Department of Applied Physics and Science Education, Eindhoven University of Technology, P.O. Box 513, 5600 MB Eindhoven, The Netherlands.

Published: November 2024

AI Article Synopsis

  • - The study explores how evaporation affects the phase separation of a binary fluid mixture in a thin film on a moving surface, focusing on scenarios where phase separation occurs away from the coating device.
  • - It analyzes the transport processes during this phase separation, noting that initial stages are dominated by diffusive and evaporative mass transport, while later stages exhibit a mix of different coarsening mechanisms influenced by solvent evaporation rates and material properties.
  • - A new hydrodynamic coarsening regime is identified for off-critical mixtures, where solute-rich droplets move towards thinner areas of the film, leading to their accumulation and coalescence in those regions.

Article Abstract

We theoretically study the evaporation-driven phase separation of a binary fluid mixture in a thin film deposited on a moving substrate, as occurs in meniscus-guided deposition for solution-processed materials. Our focus is on the limit of rapid substrate motion where phase separation takes place far away from the coating device. In this limit, demixing takes place under conditions mimicking those in a stationary film because substrate and film move at the same speed.
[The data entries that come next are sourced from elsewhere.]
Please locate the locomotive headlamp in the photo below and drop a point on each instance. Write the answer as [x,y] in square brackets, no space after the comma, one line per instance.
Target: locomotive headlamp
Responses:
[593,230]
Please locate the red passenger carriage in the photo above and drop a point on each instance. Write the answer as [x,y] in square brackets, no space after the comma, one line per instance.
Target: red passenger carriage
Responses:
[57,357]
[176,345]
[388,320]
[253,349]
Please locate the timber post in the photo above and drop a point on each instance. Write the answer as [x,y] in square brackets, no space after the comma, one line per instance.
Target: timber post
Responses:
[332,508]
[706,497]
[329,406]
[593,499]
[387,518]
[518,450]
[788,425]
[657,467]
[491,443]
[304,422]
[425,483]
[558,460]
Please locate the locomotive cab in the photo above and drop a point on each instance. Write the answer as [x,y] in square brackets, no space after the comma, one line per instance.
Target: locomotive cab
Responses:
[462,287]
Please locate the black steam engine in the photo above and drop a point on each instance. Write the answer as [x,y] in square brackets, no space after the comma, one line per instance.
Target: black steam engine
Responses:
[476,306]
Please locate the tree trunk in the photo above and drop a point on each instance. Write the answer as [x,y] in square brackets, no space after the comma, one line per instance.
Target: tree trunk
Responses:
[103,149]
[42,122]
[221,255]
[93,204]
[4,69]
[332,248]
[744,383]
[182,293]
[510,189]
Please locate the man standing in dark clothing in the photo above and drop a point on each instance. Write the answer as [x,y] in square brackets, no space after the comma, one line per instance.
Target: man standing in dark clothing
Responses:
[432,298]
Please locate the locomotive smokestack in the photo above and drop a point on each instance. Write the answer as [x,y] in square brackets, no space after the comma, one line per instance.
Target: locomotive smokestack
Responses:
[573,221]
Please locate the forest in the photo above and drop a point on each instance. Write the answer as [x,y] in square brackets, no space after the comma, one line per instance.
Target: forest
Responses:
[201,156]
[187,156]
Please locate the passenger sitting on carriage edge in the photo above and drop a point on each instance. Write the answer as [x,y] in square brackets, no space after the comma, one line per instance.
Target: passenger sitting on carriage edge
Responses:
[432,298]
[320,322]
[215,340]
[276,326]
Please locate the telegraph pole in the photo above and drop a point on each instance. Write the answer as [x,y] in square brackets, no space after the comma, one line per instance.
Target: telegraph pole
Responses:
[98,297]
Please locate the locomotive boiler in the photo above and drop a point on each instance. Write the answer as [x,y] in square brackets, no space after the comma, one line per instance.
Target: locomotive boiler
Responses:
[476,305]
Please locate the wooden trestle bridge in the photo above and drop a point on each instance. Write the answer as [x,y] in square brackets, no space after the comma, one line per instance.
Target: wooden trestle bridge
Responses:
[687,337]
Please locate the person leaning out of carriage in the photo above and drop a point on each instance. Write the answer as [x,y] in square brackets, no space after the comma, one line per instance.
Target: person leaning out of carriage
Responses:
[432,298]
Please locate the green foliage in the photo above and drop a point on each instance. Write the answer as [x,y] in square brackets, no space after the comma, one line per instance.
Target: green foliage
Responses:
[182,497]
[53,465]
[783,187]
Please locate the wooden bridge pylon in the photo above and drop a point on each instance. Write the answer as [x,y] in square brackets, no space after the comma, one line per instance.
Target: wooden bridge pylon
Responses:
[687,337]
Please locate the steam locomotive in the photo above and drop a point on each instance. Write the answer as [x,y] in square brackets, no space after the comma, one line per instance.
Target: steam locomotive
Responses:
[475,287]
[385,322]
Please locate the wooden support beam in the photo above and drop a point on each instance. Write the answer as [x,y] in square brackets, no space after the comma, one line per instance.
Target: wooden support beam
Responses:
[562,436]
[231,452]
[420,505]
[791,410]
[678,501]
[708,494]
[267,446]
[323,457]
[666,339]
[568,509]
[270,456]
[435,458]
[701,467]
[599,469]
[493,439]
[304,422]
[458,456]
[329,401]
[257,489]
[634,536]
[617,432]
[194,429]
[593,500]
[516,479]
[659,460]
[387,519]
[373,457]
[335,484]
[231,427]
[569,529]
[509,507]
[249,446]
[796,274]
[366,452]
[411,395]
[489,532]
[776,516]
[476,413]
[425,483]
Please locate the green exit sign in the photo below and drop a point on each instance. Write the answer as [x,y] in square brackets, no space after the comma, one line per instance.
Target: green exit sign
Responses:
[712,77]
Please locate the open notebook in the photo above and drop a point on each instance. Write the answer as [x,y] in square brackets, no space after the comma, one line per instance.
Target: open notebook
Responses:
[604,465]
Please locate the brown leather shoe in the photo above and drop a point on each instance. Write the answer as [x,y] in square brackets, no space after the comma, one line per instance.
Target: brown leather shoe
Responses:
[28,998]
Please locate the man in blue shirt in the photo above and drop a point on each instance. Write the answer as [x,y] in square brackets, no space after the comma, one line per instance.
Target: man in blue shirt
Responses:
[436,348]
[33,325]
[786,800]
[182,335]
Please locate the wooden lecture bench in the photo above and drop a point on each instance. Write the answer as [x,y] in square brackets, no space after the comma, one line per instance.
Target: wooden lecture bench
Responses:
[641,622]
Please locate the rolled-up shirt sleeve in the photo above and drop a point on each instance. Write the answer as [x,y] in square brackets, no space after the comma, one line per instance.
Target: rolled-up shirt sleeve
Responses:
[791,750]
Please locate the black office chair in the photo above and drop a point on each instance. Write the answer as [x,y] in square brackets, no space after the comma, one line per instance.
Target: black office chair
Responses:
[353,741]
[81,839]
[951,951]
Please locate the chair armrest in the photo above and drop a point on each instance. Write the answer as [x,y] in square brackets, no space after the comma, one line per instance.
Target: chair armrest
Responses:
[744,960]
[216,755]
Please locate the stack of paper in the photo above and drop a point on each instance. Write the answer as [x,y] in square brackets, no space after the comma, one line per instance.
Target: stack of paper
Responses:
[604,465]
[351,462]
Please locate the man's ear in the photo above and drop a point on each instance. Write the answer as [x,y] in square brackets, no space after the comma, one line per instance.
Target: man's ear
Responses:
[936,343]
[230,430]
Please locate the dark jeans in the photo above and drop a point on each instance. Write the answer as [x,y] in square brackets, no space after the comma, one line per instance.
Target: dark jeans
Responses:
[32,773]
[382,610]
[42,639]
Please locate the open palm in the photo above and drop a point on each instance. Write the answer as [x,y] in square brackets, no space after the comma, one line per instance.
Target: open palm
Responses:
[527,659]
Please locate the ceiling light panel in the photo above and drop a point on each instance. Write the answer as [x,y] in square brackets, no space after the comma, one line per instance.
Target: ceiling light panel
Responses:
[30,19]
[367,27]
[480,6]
We account for the hydrodynamic transport of the mixture within the lubrication approximation. In the early stages of demixing, diffusive and evaporative mass transport predominates, consistent with earlier studies on evaporation-driven spinodal decomposition. In the late-stage coarsening of the demixing process, the interplay of solvent evaporation, diffusive, and hydrodynamic mass transport results in several distinct coarsening mechanisms. The effective coarsening rate is dictated by the dominant mass transport mechanism and therefore depends on the material properties, evaporation rate, and time: slow solvent evaporation results in initially diffusive coarsening that for sufficiently strong hydrodynamic transport transitions to hydrodynamic coarsening, whereas rapid solvent evaporation can preempt and suppress hydrodynamic and diffusive coarsening. We identify a novel hydrodynamic coarsening regime for off-critical mixtures, arising from the interaction of the interfaces between solute-rich and solute-poor regions in the film with the solution-gas interface. This interaction induces a directional motion of solute-rich droplets along gradients in the film thickness, from regions where the film is relatively thick to where it is thinner. The solute-rich domains subsequently accumulate and coalesce in the thinner regions.